Softwood Lignin-Based Methacrylate Polymers with Tunable Thermal and Viscoelastic Properties

Softwood (guaiacylic) lignin-based methacrylate polymers (LBMPs) that exhibit excellent glass transition temperatures (T g’s), desirable thermal stabilities (greater than 100 °C above T g), and intermediate shear-flow resistances, in comparison to polystyrene and poly­(methyl methacrylate), are reported herein. Different R-groups (p-position hydrogen, methyl, ethyl, and formyl groups) in otherwise homologous LBMPs impart distinct characteristics to the flow behavior and thermal properties of these bio-based polymers, which permit the investigation of unique structure–property relationships.
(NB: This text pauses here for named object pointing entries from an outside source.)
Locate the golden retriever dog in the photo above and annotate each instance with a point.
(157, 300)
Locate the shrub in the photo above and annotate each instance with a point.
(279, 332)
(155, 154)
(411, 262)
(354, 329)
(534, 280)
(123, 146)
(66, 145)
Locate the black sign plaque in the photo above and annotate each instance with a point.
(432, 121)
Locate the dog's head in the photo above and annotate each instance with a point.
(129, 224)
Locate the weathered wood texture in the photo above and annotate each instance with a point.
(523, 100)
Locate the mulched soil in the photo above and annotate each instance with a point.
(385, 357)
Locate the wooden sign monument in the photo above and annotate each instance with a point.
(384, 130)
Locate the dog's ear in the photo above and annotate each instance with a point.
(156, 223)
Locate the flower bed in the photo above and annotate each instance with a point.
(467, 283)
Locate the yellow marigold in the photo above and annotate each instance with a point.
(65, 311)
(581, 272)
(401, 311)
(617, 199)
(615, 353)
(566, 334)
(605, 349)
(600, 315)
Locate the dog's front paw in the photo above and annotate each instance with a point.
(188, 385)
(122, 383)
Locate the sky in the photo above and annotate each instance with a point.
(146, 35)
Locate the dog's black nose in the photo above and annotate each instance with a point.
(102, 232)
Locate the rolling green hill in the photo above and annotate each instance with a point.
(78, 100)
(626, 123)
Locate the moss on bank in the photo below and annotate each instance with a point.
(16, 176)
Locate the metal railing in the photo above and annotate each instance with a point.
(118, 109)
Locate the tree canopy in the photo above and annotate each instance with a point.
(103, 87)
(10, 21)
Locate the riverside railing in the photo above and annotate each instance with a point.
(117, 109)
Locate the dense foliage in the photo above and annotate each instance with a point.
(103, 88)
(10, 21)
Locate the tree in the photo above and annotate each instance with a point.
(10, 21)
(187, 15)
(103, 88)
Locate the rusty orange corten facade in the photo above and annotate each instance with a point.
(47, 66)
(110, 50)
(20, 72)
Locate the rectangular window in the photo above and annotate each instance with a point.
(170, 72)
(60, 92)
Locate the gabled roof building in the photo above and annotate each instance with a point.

More specifically, the zero-shear viscosities (η0’s) for the LBMPs span nearly 2 orders of magnitude as the R-group is varied, while the characteristic degradation temperatures differ more modestly (by ≈50 °C over the same series of polymers), and the T g’s exhibit minimal, yet application relevant, variations between ≈110 and ≈130 °C. These property differences were probed independent of tacticity, molecular weight, and dispersity effects due to the nature of the well-controlled macromolecules generated via reversible addition–fragmentation chain-transfer polymerization. Furthermore, heteropolymers prepared from mixtures of the lignin-based monomers have composition-dependent T g’s and component-dependent thermal degradation temperatures, thermolysis rates, and η0’s. The multicomponent materials demonstrate the enhanced tunability inherent in LBMPs. Altogether, this versatile library of softwood lignin-based monomers, and the unique structure–property relationships intrinsic to the resulting polymers, provides a unique platform for building potentially low-cost, high-performance, and bio-based viscoelastic materials attractive for thermoplastic elastomer and binder applications.